Wie sieht ein sinnvoller Umgang mit sozialen Medien für Stadtangestellte aus?

Lütolf: Spontan oder unbedacht sollte man sich nicht äussern. Soziale Medien eignen sich nicht, um differenziert auf die von individuellen Interessen geprägten, meist einseitig dargestellten Themen einzugehen. Jedoch können sie interessante Inputs geben. Ich werde deshalb weiterhin mit Interesse verfolgen, welche Sachverhalte zu Unmutsäusserungen führen. Man kann auf diesen Plattformen auch den Kontakt für ein persönliches Gespräch herstellen und sich so interessiert am Austausch zeigen.

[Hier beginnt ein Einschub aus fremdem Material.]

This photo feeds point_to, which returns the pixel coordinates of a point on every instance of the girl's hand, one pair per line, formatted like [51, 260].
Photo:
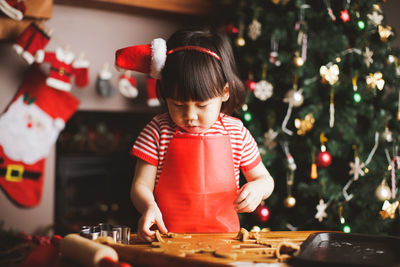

Wie reagieren Sie auf Unmutsäusserungen?

Lütolf: Viele Äusserungen betreffen Themen, die bereits erkannt oder in Arbeit sind. Kann eine persönliche Kontaktnahme dazu beitragen, eine Situation zu klären, lade ich immer gerne zum direkten Austausch ein. Die Antwort muss den Rechtsgrundlagen und oft komplexen Sachverhalten, die jemand anspricht, abgerundet gerecht werden. Wir ziehen deshalb das persönliche Gespräch vor.